Difficile de critiquer Gagner la guerre sans évoquer son style inimitable. Croisement improbable de Gene Wolfe et de Julia Verlanger, il participe pour beaucoup à l'immersion dans le roman. Comme le premier, l'auteur français célèbre l'amour des termes rares voire désuets, mais plus encore, le culte du mot juste. De la seconde, on retrouve la gouaille, avec l'utilisation d'un humour noir qui flirte volontiers avec l'ironie et d'un langage familier, souvent fleuri et argotique. Le goût prononcé de l'auteur pour l'histoire, comme en témoigne cet univers qui se rapprocherait à la fois de la renaissance italienne et de l'Antiquité, est tout aussi évident. Le théâtre élizabéthain , le machiavélisme, le jeu de rôle ou encore Tolkien sont autant d'inspirations coupables avouées par l'auteur.
Le choix du style est indissociable du héros. A la fois artiste érudit et assassin sans foi ni loi, Benvenuto marque le renouveau de l'antihéros : celui qu'on ne peut s'empêcher d'apprécier malgré ses actes, aussi nombreux et odieux soient-ils. Gagner la guerre, c'est avant tout une voix, celle de son personnage principal et narrateur, une voix unique derrière laquelle s'efface totalement l'auteur. A noter que celle-ci a déjà sévi dans la nouvelle Mauvaise donne au sommaire du recueil Janua vera où Jaworski posait les bases de son univers. Parlons-en d'ailleurs, de cet univers. On imagine sans mal le travail colossal qu'a demandé ce monde foisonnant de détails. L'abjection n'a jamais été aussi totale et réaliste.
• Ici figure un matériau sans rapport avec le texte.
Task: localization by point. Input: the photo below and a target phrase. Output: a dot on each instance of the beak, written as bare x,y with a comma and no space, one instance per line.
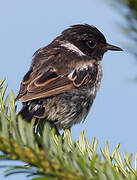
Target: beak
113,48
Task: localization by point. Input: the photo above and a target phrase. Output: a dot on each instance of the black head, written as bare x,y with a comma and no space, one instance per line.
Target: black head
88,39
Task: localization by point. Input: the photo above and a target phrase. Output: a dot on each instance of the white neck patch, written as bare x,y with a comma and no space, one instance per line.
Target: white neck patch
73,48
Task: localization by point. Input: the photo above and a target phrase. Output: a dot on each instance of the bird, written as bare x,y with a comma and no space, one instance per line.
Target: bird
64,77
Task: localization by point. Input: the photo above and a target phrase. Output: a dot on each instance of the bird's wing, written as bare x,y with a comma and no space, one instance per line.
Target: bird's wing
45,80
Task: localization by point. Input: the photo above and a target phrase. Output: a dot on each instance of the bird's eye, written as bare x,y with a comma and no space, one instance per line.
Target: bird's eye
91,43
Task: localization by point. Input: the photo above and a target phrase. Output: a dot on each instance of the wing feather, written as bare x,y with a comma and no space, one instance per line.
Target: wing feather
42,83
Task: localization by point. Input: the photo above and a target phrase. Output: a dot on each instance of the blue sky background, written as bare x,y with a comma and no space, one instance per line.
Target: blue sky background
26,26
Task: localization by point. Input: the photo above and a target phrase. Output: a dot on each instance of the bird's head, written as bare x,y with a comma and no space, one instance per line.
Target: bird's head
88,39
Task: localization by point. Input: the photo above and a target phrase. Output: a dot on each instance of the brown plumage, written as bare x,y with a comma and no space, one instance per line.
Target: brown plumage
64,76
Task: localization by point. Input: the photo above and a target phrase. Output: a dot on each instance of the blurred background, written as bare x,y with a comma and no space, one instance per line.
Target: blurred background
26,26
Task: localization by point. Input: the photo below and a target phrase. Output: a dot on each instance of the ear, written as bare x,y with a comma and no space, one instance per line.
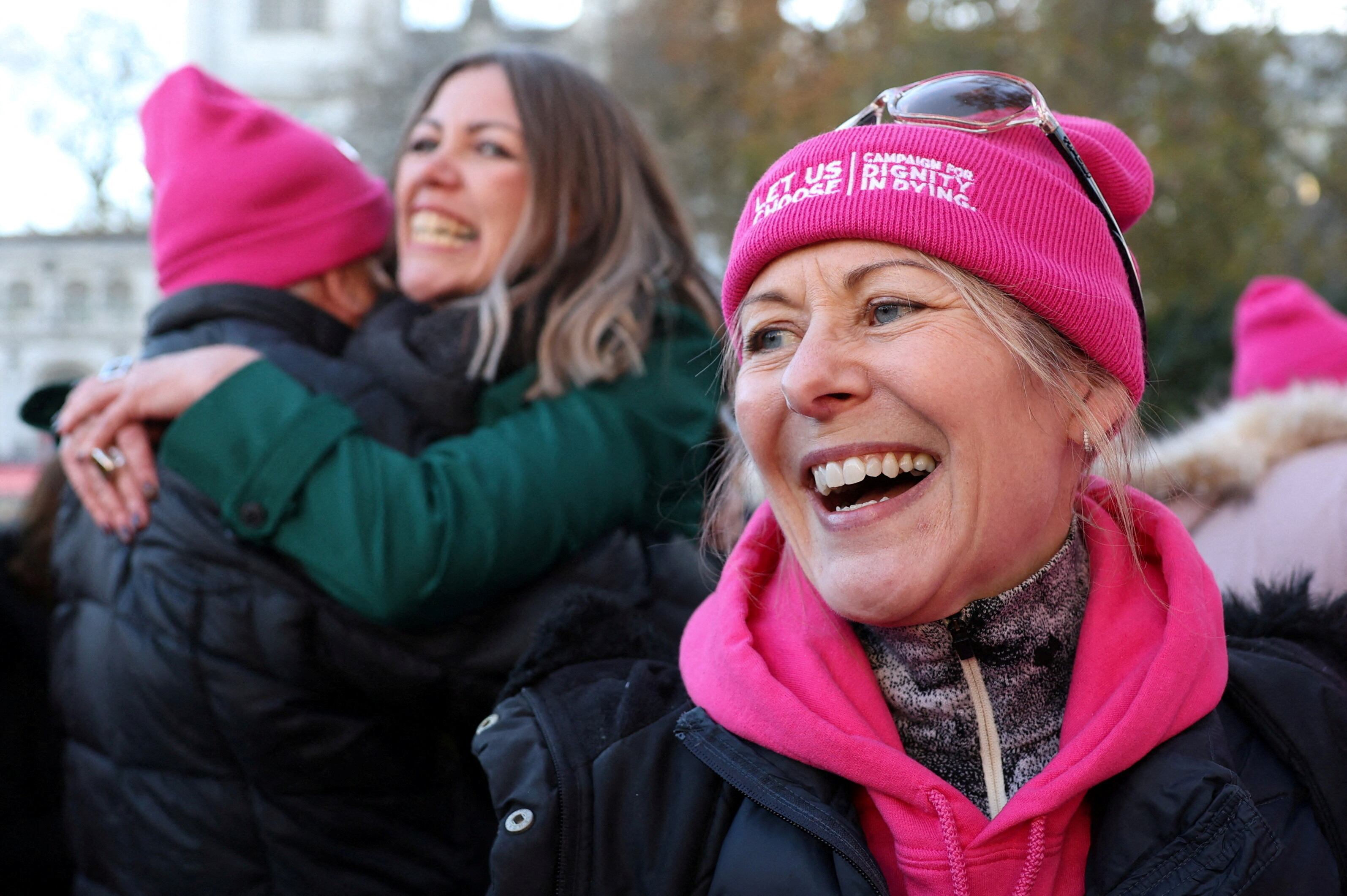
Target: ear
1105,411
351,291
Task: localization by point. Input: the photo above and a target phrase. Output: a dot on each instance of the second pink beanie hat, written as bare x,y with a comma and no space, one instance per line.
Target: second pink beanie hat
1284,333
245,195
1004,206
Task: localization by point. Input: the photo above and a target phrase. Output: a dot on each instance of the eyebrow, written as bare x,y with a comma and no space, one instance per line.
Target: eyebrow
473,128
856,275
767,296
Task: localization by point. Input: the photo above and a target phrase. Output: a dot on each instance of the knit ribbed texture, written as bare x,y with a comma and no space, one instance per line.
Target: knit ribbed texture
247,195
1024,641
1285,333
1004,206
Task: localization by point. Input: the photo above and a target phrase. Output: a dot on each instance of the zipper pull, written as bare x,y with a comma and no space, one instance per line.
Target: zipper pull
962,641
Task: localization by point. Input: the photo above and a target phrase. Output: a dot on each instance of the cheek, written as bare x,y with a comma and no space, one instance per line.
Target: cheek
760,413
506,197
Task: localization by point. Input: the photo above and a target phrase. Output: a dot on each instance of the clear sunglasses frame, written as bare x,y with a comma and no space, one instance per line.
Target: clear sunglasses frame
1036,114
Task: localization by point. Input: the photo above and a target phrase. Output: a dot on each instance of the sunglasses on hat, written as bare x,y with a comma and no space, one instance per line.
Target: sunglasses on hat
986,103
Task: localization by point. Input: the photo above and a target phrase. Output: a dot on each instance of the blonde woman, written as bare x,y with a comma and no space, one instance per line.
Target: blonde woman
942,658
235,729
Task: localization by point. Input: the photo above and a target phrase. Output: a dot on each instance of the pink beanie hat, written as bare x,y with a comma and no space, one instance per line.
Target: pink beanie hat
1003,206
1284,334
245,195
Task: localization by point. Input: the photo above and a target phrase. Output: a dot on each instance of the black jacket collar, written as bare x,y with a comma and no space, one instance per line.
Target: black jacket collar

Toutefois, cette prouesse n'est pas sans défaut. Ainsi, quelques longueurs (par exemple le passage de l'enterrement qui traîne trop en longueur) viennent ternir l'ensemble. A défaut d'être rédhibitoires, elles nuisent au rythme du roman et empêchent celui-ci d'atteindre l'insolente perfection à laquelle il pourrait presque prétendre. Signalons enfin que l'emballage fait honneur au livre avec une superbe couverture d'Arnaud Crémet mais aussi et surtout la qualité d'édition et de finition à laquelle nous ont habitués Les Moutons électriques.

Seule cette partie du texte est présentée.